Mary fu scarcerata nel 1980 e grazie all'anonimato assicuratole dallo Stato poté iniziare

una nuova vita assieme a sua figlia, nata nel 1984. Per un certo periodo visse a

Cumberlow, nel South Norwood (in una casa costruita dall'architetto vittoriano William

Stanley). La figlia rimase all'oscuro del passato della madre finché un reporter non scoprì

dove abitavano. A causa di ciò le due furono costrette ad abbandonare la loro casa

precipitosamente, nascondendosi sotto delle lenzuola per evitare i flash dei fotografi

accorsi sul luogo. L'anonimato della figlia fu protetto finché ella non compì l'età di 18

anni.
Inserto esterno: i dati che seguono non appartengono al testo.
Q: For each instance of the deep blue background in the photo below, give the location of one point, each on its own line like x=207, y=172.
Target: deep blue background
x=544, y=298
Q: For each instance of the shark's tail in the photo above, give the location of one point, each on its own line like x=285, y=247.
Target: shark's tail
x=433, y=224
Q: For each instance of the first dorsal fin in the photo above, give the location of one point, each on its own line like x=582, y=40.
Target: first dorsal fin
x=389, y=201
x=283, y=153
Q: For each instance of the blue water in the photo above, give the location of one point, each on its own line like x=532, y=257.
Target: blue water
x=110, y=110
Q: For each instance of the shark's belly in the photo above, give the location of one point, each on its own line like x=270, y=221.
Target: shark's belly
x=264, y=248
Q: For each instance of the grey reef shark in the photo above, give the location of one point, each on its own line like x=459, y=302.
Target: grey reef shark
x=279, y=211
Tuttavia, il 21 maggio 2003 Bell vinse una battaglia legale perché l'anonimato per

lei e sua figlia fosse esteso a vita. Mary Bell è stata il soggetto di due libri di Gitta Sereny:

The Case of Mary Bell (1972), una descrizione degli omicidi, e Cries Unheard: the Story of

Mary Bell (1998), un’accurata biografia basata su interviste a Mary Bell e a parenti, oltre

che ad amici e compagni di detenzione. Questo secondo libro è stato il primo a

descrivere la vita sessuale della madre, una prostituta specializzata nel ruolo di

dominatrice in rapporti sadomaso. La pubblicazione di Cries Unheard fu controversa,

poiché la Bell fu pagata per la sua realizzazione. Alcuni tabloid e il governo di Tony Blair

cercarono di trovare un cavillo legale per impedire che un criminale potesse trarre

profitto dal racconto di un suo delitto, ma senza successo. Il caso della Bell fu utilizzato

come base per un episodio del 1999 del telefilm Law & Order - I due volti della giustizia

intitolato “Killerz”. Mary Bell fu interpretata dall'attrice Hallee Hirsh.

Nel 2009, all'età di 51 anni, Mary Bell divenne nonna. La protezione dell'anonimato è

stata estesa anche alla nuova arrivata.